The best way to control stickers is to thicken up the lawn, which means treating the lawn from its own perspective, not our own.

Here’s the situation: The types of turfgrass we grow in the South - mostly St. Augustine, centipede, bermudagrass, and zoysia – are not a single organism; they are dense mats of thousands of individual plants, none of which lives for more than about three weeks. What keeps the lawn going is how individual plants continually replace themselves with new plants, which repeat the process with new runners and new plants.

Think about the implications. If you simply try to keep a lawn looking good by mowing alone, especially if it is cut close like a carpet which removes its energy-gathering leaves, it will be less able to reproduce itself.

Funny how some folks get their knickers in a knot over other people pruning crape myrtles, yet get indignant when I point out they are killing their lawn by scalping it every mowing. Overlook the low-growing wildflowers on which pollinators and other insects that birds feed on depends, mowing too close causes real problems with the lawn itself, usually leading to gradual decline.

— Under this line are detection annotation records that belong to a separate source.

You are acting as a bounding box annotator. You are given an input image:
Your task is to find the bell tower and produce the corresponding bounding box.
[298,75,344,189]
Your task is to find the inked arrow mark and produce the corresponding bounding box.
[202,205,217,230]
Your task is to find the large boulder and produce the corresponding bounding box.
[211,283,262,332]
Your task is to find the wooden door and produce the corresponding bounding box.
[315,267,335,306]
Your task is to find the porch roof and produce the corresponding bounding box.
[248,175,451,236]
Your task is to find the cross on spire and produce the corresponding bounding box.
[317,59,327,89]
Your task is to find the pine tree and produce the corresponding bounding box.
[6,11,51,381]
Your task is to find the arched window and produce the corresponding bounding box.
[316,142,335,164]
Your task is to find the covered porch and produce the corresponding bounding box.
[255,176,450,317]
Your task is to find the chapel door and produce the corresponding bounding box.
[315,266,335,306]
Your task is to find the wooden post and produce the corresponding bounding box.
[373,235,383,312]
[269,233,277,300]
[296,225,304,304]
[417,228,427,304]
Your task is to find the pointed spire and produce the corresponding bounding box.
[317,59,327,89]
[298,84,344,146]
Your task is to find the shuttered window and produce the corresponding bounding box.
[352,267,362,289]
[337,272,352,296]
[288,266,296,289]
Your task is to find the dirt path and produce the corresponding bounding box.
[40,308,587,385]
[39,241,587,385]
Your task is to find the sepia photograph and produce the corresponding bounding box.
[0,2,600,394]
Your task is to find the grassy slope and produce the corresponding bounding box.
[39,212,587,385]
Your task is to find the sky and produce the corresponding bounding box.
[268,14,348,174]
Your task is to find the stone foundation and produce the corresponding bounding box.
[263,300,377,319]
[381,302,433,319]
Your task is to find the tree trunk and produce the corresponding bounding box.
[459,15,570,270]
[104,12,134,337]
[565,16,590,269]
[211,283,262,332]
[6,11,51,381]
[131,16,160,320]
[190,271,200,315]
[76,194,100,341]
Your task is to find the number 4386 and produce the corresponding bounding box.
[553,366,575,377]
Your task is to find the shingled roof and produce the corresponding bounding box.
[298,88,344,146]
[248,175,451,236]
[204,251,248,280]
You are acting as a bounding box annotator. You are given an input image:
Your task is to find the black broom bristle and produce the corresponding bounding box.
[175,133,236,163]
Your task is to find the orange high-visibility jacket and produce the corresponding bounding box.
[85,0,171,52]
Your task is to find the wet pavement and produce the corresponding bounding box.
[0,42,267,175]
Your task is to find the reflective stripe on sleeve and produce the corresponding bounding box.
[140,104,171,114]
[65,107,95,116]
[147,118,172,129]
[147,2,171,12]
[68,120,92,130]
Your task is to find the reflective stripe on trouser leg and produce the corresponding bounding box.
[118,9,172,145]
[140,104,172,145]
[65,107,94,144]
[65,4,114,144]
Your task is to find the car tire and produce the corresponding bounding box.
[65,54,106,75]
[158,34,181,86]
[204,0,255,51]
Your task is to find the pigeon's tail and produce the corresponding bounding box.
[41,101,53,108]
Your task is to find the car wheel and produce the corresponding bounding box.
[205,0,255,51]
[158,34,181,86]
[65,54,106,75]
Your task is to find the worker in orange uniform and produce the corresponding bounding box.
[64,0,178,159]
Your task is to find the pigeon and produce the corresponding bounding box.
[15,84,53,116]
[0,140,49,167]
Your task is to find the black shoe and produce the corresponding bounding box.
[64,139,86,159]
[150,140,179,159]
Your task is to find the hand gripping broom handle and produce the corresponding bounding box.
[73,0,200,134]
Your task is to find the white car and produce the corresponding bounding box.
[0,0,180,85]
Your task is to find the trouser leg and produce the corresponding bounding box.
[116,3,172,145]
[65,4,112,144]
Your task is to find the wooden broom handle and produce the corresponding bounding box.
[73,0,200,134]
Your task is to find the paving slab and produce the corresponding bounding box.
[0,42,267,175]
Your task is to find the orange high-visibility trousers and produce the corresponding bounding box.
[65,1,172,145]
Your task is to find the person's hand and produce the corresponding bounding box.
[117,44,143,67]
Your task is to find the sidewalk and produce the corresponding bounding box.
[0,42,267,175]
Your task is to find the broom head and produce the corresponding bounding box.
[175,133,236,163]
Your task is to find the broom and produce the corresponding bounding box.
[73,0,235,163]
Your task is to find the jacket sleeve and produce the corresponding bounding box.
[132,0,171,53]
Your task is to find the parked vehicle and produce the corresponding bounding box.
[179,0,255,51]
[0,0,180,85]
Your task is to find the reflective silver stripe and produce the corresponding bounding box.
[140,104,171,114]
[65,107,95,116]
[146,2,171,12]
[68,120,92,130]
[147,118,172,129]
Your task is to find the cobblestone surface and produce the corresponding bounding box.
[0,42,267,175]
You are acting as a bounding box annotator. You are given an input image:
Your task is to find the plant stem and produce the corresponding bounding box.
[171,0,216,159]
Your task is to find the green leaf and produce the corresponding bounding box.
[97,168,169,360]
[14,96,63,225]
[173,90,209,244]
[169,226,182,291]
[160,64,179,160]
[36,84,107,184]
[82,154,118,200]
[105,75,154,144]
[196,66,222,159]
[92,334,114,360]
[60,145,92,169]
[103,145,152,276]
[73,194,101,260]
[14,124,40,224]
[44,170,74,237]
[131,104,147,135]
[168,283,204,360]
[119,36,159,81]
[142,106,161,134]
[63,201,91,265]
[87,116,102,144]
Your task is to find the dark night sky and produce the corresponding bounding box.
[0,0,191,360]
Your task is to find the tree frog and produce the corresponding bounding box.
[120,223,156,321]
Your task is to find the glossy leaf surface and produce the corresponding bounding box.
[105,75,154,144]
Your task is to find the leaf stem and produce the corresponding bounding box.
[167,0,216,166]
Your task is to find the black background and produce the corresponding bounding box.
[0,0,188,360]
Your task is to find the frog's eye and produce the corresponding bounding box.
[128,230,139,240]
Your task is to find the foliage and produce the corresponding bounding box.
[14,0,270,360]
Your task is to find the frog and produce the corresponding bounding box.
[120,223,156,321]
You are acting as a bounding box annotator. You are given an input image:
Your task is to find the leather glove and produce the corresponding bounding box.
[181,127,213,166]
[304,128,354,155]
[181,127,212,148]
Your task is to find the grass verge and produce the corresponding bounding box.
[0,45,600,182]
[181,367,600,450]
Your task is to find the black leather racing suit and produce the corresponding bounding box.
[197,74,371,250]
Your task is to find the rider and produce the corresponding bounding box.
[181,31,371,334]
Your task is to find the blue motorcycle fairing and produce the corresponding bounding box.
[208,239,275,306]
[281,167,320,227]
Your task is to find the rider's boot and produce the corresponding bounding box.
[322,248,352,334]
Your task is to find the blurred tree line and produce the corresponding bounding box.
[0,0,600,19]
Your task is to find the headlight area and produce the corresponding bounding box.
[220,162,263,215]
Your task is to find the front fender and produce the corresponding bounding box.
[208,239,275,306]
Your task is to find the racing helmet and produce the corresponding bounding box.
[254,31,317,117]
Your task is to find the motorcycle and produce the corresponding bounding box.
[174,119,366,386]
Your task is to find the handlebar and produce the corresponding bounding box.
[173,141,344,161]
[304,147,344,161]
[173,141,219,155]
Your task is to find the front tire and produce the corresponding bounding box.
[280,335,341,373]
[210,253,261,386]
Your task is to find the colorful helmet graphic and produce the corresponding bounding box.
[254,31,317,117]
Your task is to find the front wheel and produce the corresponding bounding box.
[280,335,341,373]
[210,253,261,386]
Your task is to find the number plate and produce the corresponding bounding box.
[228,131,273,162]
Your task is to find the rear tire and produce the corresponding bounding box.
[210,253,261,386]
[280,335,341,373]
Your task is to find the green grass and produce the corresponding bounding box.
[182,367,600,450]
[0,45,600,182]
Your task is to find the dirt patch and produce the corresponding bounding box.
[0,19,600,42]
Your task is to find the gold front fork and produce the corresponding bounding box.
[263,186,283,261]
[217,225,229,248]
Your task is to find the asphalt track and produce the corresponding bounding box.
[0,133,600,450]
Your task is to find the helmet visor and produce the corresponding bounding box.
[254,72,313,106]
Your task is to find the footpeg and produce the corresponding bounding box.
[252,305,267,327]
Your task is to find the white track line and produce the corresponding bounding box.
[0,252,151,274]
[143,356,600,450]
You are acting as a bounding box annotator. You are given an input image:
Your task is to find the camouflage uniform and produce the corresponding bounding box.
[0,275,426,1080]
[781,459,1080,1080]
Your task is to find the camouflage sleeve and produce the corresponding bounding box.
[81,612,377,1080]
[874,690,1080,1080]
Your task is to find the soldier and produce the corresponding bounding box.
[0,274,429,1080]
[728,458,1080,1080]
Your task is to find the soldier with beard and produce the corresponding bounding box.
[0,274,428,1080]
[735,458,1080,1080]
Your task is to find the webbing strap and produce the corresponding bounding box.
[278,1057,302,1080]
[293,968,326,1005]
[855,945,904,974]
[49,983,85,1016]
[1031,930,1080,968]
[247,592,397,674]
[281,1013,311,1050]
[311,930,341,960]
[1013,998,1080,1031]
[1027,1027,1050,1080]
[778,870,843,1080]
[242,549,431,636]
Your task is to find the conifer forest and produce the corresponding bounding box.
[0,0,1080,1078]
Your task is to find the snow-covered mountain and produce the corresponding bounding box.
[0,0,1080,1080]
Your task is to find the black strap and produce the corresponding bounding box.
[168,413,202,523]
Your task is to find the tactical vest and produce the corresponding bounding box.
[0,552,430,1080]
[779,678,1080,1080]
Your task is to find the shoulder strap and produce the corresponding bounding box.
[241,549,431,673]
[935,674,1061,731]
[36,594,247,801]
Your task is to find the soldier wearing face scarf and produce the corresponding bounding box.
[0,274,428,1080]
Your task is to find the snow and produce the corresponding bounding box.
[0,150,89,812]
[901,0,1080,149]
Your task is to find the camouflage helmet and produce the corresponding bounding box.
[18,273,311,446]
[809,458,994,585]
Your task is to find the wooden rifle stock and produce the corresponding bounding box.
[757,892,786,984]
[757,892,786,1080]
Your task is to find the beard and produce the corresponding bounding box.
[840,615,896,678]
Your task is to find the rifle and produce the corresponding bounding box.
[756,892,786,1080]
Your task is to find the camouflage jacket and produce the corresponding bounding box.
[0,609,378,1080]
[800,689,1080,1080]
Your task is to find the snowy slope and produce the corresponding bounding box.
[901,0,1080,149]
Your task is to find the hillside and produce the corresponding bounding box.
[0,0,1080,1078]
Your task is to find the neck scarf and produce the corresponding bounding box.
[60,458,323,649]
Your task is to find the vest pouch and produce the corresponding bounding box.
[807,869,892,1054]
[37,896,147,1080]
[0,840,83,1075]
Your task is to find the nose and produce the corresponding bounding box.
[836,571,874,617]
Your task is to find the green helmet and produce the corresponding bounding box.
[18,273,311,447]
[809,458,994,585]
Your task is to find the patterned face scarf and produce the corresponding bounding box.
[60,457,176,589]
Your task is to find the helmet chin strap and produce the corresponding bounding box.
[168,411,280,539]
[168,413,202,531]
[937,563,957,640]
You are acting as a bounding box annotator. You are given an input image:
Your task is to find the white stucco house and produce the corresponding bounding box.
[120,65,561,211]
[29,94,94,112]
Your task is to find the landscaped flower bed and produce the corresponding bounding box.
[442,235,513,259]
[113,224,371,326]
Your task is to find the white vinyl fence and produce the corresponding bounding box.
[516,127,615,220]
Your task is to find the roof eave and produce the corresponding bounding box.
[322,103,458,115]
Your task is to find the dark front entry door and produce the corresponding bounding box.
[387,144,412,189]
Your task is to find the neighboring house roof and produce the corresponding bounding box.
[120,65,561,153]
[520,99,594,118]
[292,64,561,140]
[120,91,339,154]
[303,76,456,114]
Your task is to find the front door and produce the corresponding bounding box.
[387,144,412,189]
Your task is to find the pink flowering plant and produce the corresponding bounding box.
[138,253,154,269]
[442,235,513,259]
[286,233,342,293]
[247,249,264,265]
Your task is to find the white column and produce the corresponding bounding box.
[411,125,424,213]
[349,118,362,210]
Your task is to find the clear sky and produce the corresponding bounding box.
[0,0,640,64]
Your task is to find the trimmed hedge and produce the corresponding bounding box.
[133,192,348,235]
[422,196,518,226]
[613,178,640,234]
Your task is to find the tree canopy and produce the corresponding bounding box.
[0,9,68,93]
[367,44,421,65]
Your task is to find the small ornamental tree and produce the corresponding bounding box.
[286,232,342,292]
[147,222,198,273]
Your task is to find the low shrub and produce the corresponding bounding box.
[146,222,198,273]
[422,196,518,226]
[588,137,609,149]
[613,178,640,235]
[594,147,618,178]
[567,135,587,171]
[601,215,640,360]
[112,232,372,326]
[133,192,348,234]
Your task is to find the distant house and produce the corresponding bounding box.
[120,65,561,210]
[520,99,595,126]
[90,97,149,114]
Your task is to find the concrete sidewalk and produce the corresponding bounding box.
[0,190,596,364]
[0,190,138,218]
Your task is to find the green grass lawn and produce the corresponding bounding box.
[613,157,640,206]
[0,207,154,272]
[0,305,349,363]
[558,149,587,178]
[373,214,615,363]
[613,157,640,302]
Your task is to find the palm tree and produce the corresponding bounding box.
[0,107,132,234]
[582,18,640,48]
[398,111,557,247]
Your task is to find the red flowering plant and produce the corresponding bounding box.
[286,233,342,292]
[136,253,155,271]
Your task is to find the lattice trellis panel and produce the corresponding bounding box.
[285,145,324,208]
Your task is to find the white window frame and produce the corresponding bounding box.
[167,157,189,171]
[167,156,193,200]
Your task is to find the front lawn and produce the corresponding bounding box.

And guess what is waiting in the wings to take advantage of the newly sunlit soil? Stickers.

So, a bit of MSU Turfgrass Management 101: If you want to get rid of stickers, and have a nice-looking lawn, don’t mow as often. Raise your mower and leave it there. Tell your mowing crew they won’t get paid if they cut too low. Fertilize lightly every two or three years. Water deeply at least once a month, better every couple of weeks (never more than once a week - really). Doing these chores will thicken up the lawn, making it look better, withstand bad weather and pest attacks, and be better able to shade out weeds. Really.

Don’t want to mow high, or are unable or refuse to fertilize or water deeply as needed? Then hunker down, expect a mediocre mow-what-grows lawn, and either spray every January, or get flipflops for your kids and dogs, because stickers grow better like that than grass.